Electronic – Role of syscalls.c

armosstm32

What is the role of syscalls.c file in GNU ARM(STM32 for instance) based projects? I found 2 ways of successfully building the project

  1. Delete syscalls.c and include -specs=nosys.specs in the linker flags

  2. Simply include syscalls.c

What is the fundamental difference between these two methods? What is the importance of system calls in a non-os environment like microcontroller? If it is used for implementing system-level functions used by printf, scanf, etc. then who is calling these function(because I am not using any of these functions in my code)?

Edit:- As an experimental step, I deleted syscalls.c and added -specs=nosys.specs to make the linker happy then I wrote a simple malloc program to check whether it is working or not.
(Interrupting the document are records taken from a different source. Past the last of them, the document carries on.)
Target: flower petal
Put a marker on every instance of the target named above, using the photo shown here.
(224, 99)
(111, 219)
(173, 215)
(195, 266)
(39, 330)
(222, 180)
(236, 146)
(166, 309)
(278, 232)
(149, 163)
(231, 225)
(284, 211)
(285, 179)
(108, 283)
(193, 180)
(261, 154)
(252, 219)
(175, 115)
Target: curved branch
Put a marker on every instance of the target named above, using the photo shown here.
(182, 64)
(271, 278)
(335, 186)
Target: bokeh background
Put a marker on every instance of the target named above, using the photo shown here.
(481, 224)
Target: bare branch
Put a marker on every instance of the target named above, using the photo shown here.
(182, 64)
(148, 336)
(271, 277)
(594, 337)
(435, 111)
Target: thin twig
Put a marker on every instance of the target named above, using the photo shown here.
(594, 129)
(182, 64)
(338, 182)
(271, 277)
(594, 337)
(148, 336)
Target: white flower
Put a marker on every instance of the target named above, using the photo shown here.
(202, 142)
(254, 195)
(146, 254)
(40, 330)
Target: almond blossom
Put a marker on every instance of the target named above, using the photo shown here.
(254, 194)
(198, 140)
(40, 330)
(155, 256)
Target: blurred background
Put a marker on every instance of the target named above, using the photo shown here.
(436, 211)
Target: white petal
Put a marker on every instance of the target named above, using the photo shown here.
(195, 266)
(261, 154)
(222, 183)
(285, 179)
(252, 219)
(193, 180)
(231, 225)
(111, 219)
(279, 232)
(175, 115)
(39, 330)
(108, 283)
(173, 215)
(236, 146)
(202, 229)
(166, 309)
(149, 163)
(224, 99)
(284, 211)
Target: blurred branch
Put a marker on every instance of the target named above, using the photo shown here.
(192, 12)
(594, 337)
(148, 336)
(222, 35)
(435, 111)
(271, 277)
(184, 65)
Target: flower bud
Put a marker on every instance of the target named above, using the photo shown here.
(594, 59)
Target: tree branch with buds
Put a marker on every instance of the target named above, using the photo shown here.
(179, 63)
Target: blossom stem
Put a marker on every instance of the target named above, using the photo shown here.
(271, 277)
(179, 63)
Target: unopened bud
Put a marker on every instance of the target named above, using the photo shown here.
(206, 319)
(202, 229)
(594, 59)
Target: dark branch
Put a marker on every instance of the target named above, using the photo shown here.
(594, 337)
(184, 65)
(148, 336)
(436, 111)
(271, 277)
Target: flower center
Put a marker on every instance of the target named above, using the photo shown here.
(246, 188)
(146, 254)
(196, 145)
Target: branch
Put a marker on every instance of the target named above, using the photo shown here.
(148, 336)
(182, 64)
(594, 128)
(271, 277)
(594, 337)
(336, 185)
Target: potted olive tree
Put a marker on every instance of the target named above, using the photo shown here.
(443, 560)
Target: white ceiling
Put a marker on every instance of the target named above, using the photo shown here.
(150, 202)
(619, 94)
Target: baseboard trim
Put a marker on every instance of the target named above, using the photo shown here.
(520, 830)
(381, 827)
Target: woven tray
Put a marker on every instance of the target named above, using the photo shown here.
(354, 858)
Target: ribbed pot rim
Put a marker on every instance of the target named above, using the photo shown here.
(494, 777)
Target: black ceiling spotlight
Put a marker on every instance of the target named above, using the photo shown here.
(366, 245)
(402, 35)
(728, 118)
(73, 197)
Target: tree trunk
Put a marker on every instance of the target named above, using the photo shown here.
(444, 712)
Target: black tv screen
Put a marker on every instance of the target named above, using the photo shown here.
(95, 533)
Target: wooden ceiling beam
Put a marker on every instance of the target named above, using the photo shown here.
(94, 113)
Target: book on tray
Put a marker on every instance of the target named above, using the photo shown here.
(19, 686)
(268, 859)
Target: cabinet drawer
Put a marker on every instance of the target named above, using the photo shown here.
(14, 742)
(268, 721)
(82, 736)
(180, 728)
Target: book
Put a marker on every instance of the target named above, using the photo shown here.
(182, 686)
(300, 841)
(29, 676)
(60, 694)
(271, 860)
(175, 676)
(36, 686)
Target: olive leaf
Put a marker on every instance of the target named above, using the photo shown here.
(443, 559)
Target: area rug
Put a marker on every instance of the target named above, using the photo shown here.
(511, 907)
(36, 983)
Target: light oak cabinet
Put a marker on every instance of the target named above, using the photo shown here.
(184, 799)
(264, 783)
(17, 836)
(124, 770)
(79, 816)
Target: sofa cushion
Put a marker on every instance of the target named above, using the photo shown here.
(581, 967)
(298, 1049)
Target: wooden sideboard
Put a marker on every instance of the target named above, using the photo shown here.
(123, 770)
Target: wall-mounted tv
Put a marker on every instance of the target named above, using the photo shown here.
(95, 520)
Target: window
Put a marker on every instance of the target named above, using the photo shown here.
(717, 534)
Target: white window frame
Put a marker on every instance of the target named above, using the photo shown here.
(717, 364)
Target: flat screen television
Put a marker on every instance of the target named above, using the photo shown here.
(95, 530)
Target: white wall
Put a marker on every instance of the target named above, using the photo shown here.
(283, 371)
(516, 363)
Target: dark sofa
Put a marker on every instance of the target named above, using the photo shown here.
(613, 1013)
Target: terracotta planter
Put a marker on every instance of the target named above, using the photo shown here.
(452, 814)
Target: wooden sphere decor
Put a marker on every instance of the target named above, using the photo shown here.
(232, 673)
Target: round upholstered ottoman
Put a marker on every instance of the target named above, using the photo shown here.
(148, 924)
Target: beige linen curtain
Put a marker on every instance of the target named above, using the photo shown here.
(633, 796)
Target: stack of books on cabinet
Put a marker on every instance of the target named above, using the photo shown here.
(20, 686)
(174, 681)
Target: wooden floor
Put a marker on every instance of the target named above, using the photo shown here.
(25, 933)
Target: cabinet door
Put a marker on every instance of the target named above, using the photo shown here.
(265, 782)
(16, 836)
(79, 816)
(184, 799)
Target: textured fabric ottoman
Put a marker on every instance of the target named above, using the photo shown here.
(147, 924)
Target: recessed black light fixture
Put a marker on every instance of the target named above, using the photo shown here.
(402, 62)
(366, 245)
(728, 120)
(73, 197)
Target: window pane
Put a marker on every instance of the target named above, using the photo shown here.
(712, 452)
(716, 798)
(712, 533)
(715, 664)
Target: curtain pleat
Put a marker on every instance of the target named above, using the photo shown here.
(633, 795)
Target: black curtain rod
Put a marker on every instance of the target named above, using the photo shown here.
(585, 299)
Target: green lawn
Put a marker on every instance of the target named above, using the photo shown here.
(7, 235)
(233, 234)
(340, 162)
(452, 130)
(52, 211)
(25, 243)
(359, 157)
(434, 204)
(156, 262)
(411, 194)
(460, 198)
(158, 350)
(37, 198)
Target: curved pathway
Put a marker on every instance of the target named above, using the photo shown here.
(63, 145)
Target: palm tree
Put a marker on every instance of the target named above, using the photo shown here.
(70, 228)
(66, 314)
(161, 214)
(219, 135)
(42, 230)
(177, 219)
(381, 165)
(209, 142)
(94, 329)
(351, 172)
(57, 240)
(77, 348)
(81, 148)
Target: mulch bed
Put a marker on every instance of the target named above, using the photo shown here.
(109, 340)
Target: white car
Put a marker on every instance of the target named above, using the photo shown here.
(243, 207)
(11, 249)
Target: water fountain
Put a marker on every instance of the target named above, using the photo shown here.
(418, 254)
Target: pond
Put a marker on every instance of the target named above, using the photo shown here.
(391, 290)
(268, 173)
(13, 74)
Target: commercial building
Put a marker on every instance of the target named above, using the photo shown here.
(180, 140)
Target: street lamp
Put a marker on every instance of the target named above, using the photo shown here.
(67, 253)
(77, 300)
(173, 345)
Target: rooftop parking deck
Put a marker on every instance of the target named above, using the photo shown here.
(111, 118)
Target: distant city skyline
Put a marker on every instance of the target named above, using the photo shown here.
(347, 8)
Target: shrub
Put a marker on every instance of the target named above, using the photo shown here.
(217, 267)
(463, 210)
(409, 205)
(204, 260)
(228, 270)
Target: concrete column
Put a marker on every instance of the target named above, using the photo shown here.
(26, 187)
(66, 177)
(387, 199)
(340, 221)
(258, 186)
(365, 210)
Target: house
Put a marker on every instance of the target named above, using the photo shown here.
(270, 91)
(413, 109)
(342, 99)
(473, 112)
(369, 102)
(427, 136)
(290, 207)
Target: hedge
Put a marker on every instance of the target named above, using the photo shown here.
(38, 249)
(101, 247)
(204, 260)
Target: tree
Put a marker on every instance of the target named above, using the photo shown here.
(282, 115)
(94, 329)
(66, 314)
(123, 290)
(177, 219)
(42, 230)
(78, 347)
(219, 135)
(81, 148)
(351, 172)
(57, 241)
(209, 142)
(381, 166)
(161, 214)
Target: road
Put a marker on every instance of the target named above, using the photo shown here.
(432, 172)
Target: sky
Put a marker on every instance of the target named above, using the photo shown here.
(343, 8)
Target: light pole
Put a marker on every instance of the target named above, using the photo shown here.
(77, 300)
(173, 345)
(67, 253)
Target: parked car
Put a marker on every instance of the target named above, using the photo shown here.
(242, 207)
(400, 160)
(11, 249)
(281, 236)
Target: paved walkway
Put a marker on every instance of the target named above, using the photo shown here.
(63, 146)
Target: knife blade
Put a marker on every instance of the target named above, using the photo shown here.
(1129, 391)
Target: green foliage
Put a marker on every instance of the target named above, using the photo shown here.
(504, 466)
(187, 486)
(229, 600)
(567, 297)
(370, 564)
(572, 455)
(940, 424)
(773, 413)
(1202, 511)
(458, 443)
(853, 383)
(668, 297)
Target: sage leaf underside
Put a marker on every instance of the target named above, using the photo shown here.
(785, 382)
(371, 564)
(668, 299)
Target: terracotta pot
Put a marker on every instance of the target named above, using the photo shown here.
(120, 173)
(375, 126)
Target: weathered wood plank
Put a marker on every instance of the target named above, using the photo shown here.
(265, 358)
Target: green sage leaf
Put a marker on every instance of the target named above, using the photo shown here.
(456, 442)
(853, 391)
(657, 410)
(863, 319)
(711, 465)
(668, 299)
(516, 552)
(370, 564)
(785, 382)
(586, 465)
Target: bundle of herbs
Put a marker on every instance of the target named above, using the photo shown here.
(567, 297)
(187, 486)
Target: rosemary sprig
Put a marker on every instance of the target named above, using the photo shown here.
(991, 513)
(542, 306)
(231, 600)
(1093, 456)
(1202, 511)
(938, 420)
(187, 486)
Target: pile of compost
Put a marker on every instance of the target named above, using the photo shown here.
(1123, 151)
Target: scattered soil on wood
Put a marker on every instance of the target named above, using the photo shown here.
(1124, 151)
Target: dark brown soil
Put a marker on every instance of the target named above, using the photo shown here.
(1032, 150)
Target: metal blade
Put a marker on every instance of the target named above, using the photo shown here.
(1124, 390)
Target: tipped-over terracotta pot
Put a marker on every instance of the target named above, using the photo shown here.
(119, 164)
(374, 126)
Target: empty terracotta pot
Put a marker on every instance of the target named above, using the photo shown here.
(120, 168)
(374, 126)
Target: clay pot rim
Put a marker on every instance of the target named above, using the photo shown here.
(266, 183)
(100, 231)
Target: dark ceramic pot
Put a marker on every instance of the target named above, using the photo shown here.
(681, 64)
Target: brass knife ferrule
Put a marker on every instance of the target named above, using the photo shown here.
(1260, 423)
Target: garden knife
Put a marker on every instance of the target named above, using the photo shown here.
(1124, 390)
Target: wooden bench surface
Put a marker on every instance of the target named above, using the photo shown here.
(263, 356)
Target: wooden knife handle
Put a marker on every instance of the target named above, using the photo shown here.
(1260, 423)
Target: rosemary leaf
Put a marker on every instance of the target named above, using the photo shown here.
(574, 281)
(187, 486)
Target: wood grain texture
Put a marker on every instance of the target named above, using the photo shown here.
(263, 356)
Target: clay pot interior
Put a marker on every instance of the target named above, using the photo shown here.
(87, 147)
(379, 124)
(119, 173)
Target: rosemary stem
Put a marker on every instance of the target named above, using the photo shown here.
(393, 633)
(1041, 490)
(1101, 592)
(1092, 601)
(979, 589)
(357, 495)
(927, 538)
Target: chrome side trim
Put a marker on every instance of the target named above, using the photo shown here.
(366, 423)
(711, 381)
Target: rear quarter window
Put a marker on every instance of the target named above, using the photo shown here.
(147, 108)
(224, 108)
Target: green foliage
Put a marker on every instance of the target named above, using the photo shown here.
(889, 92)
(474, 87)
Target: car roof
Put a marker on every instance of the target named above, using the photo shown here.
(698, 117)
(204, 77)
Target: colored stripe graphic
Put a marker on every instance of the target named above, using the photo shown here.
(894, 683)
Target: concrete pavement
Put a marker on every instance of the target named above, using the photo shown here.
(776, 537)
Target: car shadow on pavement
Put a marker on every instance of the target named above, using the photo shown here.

To my surprise, it is giving the expected output. How did the malloc function work without the _sbrk definition in syscalls.c? I checked the startup file but it has only a few functions like copying data from flash to SRAM during startup, zeroing out .bss section, etc. Can I assume that it has to do something with C Runtime Library? If so where is it located?

P.S – I am using System Workbench for STM32 & STM32F4Nucleo board for this particular example

Best Answer

Some reasons:

  1. printf uses _write and _read. You can write your own ones for example if you want to redirect output to SWO
  2. malloc & friends use _sbrk. Bur I would rather avoid dynamic allocation in the limited resources implementations. This version of _sbrk is very poor (it assumes that the stack is at the largest addresses and heap is just before etc etc).
  3. The rest of the functions are stubs just to make the compiler C standard conformant. They do nothing.